The Gemara asks: Is it one quarter? It is one half. One thousand cubits is exactly half of the two thousand cubits incorporated into the boundary of the cities of the Levites. Rava said: Bar Adda the surveyor explained the calculation to me: You will find this in a city that is two thousand cubits by two thousand cubits. How many cubits is the extended boundary of the city itself, without the corners? Sixteen million square cubits. Squares measuring two thousand by two thousand cubits are appended to each of the four sides of the city. The area of each of these squares is four million square cubits, and the total area of all the additional squares is sixteen million square cubits. How many cubits are the corners? Sixteen million square cubits, as additional squares of two thousand by two thousand cubits are appended to the corners of the outer boundaries of the cities. Subtract eight million square cubits from the area of the extended boundary for the open space around the city; the first thousand cubits beyond the inhabited part of the city must be left as open space, which amounts to areas measuring one thousand by two thousand cubits on each of the four sides of the city, for a total of eight million square cubits. And subtract another four million square cubits from the corners, as sections of the corners are parallel to the open spaces. How much is the sum total of the area of the open spaces? Twelve million square cubits.

The Gemara asks: According to this calculation, how is the open space found to be one quarter of the area? It is more than one-third. The entire area of the extended boundary is thirty-two million square cubits and the open space occupies twelve million square cubits, which is more than one-third of the total area of the extended boundary.

The Gemara explains: Bring the four million square cubits of the city itself and add them to the area of the limit, and you will arrive at the correct ratio. The Gemara asks: The opens space is still one-third, as the total area of the city and its extended boundary is thirty-six million square cubits, and the area of the open space is twelve million square cubits.

The Gemara answers: Do you think that this halakha was stated with regard to a square city? It was in fact stated with regard to a round city. The open space beyond the city is also round; however, the total extended boundary is squared, so that the total area of a round city with a diameter of two thousand cubits and its extended boundary is thirty-six million square cubits.

The Gemara explains the calculation: How much larger is the area of a square than the area of the circle?
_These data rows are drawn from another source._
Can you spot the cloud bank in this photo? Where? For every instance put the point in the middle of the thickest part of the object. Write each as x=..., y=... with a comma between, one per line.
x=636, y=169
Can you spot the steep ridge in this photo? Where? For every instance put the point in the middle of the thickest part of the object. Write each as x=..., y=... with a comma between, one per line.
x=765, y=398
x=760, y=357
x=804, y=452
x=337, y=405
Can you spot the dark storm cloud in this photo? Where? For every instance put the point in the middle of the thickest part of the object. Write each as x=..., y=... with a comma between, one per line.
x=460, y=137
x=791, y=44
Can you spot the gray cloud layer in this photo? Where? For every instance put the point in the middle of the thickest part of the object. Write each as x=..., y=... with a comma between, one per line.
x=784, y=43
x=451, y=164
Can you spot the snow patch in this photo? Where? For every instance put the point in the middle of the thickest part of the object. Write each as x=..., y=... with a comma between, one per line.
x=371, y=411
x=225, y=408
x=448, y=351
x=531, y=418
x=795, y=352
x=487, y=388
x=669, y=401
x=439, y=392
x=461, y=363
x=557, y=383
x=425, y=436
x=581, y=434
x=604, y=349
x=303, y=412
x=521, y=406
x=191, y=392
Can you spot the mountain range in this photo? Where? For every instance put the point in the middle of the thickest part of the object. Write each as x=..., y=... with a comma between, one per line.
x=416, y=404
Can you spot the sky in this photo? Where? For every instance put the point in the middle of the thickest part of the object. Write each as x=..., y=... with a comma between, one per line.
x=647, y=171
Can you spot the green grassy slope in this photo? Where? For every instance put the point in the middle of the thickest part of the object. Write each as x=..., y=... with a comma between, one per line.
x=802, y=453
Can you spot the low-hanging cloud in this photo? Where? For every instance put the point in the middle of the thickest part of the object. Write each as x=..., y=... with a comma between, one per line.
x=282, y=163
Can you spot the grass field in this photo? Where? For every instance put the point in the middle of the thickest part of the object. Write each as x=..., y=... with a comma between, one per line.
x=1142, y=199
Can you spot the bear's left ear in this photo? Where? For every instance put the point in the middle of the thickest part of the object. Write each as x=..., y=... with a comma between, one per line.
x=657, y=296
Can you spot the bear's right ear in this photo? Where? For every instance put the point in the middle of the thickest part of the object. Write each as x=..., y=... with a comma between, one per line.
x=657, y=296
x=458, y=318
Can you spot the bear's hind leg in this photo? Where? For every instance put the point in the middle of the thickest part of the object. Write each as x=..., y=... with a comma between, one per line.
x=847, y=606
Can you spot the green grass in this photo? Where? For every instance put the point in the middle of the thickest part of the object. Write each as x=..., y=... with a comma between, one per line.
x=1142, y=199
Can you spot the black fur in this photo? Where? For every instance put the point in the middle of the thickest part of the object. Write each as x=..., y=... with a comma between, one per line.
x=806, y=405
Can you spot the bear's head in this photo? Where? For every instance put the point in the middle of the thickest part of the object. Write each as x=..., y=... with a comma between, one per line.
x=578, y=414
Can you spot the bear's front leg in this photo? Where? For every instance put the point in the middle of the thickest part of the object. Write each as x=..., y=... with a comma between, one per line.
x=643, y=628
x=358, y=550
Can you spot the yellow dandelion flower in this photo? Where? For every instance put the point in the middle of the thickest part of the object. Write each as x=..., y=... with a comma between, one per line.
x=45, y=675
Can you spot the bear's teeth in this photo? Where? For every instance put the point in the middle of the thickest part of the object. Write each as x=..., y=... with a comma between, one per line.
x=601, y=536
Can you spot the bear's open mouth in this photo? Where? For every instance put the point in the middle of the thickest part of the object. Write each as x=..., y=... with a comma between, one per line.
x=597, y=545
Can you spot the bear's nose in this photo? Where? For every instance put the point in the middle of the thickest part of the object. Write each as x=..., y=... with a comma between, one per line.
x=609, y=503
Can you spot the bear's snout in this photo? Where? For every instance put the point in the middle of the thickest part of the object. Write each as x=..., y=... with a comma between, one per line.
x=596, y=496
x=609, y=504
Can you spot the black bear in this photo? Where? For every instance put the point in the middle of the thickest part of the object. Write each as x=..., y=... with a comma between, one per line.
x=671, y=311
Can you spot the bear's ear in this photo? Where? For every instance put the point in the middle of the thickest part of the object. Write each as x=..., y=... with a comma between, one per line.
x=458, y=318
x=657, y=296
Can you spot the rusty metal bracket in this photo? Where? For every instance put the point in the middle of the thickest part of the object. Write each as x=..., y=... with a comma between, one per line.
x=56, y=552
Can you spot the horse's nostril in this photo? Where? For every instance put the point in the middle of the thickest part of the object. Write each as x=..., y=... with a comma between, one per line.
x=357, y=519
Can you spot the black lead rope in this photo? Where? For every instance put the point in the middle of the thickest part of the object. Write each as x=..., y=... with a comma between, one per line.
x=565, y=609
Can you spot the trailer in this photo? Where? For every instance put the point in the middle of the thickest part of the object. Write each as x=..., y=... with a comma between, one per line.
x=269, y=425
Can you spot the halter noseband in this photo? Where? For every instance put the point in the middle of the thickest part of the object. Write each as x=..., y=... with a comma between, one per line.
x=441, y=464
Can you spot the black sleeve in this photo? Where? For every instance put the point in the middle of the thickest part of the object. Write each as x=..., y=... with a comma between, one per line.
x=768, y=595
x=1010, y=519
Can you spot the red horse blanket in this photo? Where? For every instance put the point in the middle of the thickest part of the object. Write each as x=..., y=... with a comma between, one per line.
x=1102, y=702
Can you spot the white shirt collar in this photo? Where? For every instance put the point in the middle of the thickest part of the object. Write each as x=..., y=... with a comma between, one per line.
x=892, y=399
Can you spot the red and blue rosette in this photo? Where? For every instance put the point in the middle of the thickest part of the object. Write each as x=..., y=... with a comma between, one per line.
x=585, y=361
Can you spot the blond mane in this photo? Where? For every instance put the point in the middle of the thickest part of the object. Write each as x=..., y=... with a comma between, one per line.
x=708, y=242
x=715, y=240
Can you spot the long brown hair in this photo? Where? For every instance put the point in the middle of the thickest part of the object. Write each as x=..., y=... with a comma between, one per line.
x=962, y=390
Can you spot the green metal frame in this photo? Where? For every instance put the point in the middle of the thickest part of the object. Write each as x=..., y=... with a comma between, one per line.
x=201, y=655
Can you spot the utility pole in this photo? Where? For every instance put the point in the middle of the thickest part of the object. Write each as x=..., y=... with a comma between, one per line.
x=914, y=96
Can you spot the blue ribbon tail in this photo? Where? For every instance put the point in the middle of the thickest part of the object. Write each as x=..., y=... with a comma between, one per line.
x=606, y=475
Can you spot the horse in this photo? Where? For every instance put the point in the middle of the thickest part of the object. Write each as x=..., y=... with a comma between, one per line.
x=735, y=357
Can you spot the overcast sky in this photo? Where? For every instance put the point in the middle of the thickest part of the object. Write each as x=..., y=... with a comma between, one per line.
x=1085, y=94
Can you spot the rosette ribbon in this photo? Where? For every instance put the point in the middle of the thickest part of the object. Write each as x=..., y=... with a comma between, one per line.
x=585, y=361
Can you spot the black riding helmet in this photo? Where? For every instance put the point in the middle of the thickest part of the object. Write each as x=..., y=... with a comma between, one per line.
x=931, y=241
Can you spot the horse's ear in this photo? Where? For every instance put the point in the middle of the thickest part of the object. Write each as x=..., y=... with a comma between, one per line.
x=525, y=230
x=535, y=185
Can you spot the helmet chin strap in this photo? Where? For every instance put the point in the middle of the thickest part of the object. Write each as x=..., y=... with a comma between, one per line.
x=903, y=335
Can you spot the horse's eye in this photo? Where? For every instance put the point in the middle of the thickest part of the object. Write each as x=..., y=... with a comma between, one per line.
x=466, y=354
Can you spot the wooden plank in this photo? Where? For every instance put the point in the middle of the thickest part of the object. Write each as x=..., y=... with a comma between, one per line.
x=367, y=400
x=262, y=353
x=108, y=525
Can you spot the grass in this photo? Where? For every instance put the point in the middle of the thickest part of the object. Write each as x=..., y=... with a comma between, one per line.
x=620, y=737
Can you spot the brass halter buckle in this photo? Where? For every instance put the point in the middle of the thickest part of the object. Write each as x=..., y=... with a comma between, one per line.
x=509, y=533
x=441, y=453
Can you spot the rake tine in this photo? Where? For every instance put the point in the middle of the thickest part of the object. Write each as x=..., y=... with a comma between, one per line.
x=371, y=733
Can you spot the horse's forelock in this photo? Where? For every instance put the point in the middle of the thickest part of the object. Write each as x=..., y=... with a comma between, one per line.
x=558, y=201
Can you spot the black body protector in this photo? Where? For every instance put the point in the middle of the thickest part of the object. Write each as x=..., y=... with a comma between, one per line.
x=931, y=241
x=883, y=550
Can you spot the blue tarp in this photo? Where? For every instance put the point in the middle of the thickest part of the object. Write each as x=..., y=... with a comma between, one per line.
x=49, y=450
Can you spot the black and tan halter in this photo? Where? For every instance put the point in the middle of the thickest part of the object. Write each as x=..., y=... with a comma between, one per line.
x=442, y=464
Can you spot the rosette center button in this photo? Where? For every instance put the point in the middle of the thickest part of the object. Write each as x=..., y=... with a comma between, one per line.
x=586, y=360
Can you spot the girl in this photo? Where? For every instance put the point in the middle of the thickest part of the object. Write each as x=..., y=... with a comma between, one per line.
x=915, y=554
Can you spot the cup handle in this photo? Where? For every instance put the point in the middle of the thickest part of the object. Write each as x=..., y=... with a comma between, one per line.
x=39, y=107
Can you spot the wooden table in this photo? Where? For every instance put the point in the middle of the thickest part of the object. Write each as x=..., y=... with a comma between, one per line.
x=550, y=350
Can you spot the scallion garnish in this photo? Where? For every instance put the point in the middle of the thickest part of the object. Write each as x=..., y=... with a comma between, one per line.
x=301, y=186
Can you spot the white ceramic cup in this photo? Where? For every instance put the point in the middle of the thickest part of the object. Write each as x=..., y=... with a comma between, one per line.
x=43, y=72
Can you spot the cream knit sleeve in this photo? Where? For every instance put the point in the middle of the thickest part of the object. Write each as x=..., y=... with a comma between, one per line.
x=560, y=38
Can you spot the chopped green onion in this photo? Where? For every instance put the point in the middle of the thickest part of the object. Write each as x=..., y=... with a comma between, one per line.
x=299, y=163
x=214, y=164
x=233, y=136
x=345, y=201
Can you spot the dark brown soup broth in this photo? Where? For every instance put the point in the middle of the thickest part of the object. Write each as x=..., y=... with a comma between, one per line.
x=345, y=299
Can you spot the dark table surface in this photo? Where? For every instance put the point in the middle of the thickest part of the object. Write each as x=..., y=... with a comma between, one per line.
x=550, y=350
One quarter. Subtract one quarter from the twelve million square cubits of open space, and nine million square cubits are left; and nine is precisely one quarter of thirty-six.

Abaye said: You will also find that the open space is one quarter of the total area in a city that is a thousand cubits by a thousand cubits. How many cubits is the extended boundary of the city without the corners? It is eight million square cubits. Additional areas are appended along each side of the city and extending two thousand cubits beyond the city itself. Each of these areas is two thousand cubits by one thousand cubits, for a total area of two million square cubits. Since there are four of these zones, their total area is eight million square cubits. How many cubits are the corners? They are sixteen million square cubits, as squares of two thousand cubits by two thousand cubits are added to each of the four corners.